In other words, it would have been easier – and expected – and entirely acceptable for Jesus to have nothing to do with either of these two who approached him that day as he went about his business. But Jesus chose otherwise. And we can be grateful for the kind of grace that portends for each of us, just the same.

And Jane Marczewski tells a similar story. Not of a miraculous healing or of being raised from death or deep sleep or whatever was going on with Jairus’ daughter. But she tells of the desperate ways she has come looking for God’s grace in her sickness and struggles and has somehow found it. She says,

“I have called Him a cheat and a liar, and I meant it. I have told Him I wanted to die, and I meant it. Tears have become the only prayer I know. Prayers roll over my nostrils and drip down my forearms. They fall to the ground as I reach for Him. These are the prayers I repeat night and day; sunrise, sunset.

“Call me bitter if you want to—that’s fair. Count me among the angry, the cynical, the offended, the hardened. But count me also among the friends of God. For I have seen Him in rare form. I have felt His exhale, laid in His shadow, squinted to read the message He wrote for me in the grout: ‘I’m sad too.’”

And she writes about how she has learned to see God’s grace in spite of herself and her struggles and her sickness. She says,

“I see mercy in the dusty sunlight that outlines the trees, in my mother’s crooked hands, in the blanket my friend left for me, in the harmony of the wind chimes. It’s not the mercy that I asked for, but it is mercy nonetheless. And I learn a new prayer: thank you. It’s a prayer I don’t mean yet, but will repeat until I do.

“Call me cursed, call me lost, call me scorned. But that’s not all. Call me chosen, blessed, sought-after. Call me the one who God whispers his secrets to. I am the one whose belly is filled with loaves of mercy that were hidden for me.

“Even on days when I’m not so sick, sometimes I go lay on the mat in the afternoon light to listen for Him. I know it sounds crazy, and I can’t really explain it, but God is in there—even now. I have heard it said that some people can’t see God because they won’t look low enough, and it’s true. Look lower. God is on the bathroom floor.”

Unlike the woman in the Gospel, whose social status was such that we don’t even get to know her name, Jane Marczewski, has two names worth knowing about. See, Jane also goes by the stage name, “Nightbirde.” She tells the story of how she woke once in the middle of the night to birds singing in the dark, from a tree outside her window. She thought she was dreaming or imagining it, that it didn’t make sense, that it was too early for them to be singing because it was still too dark outside. The sun hadn’t risen yet. But the birds were singing, anyway, like they knew the sunrise was coming. Hence her second name, “Nightbirde.”

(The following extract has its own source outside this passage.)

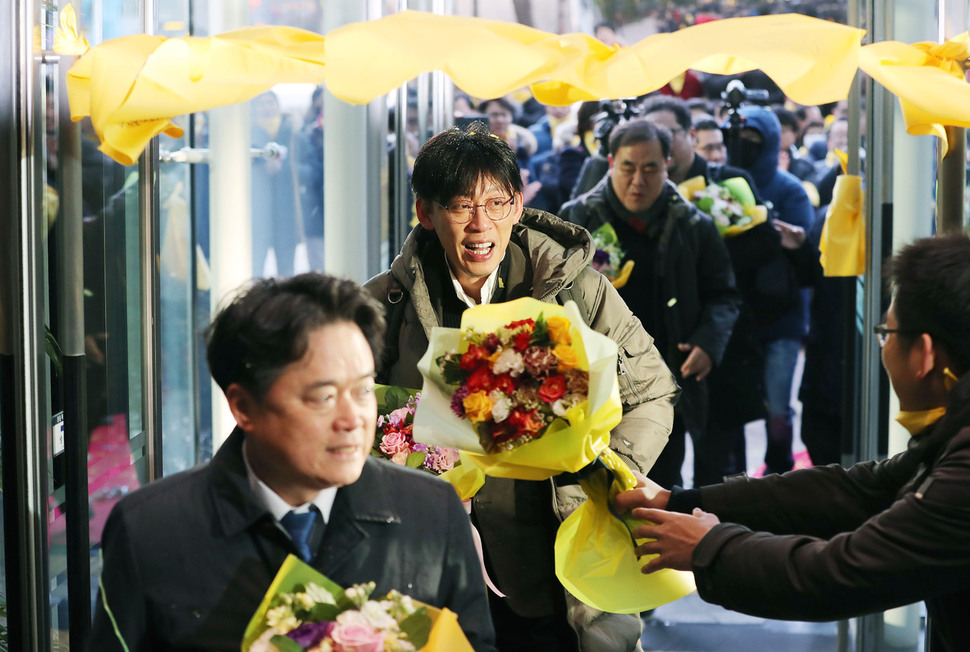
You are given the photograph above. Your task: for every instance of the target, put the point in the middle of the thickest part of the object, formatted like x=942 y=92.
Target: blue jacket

And that’s the kind of faith we long for, right? The faith of the woman with the courage to approach Jesus in the crowd… The faith of the man who asked Jesus to follow him home… The faith of Jane Marczewski, God’s downstairs neighbor who bangs on the ceiling to get God’s attention, who approaches God with songs and curses, apologies, hard questions, and more…. The faith of birds who sing in the darkness of night, because they know, somehow, that the sun is coming.

So let us be bold and brazen about our desire and our need for God’s grace in our lives – especially when it seems too dark to sing… or that we aren’t worth the bother … or when we’re too tired to find the words. Let’s not be shy about asking. Let’s not pretend we can live – or die – without it, God’s grace. Let’s not pretend we deserve it, either, of course.

But let’s go out of our way, nonetheless. Let’s fight the crowds and our pride and our fear and trembling, too. And let’s see what God does with our humility and our gratitude and our faith when we can muster however much of it is left.

God only knows what it might yield. And it may not be what we’re looking for. But we will always be God’s – Chosen, blessed, sought-after – as Nightbirde sees it. And that will always be enough.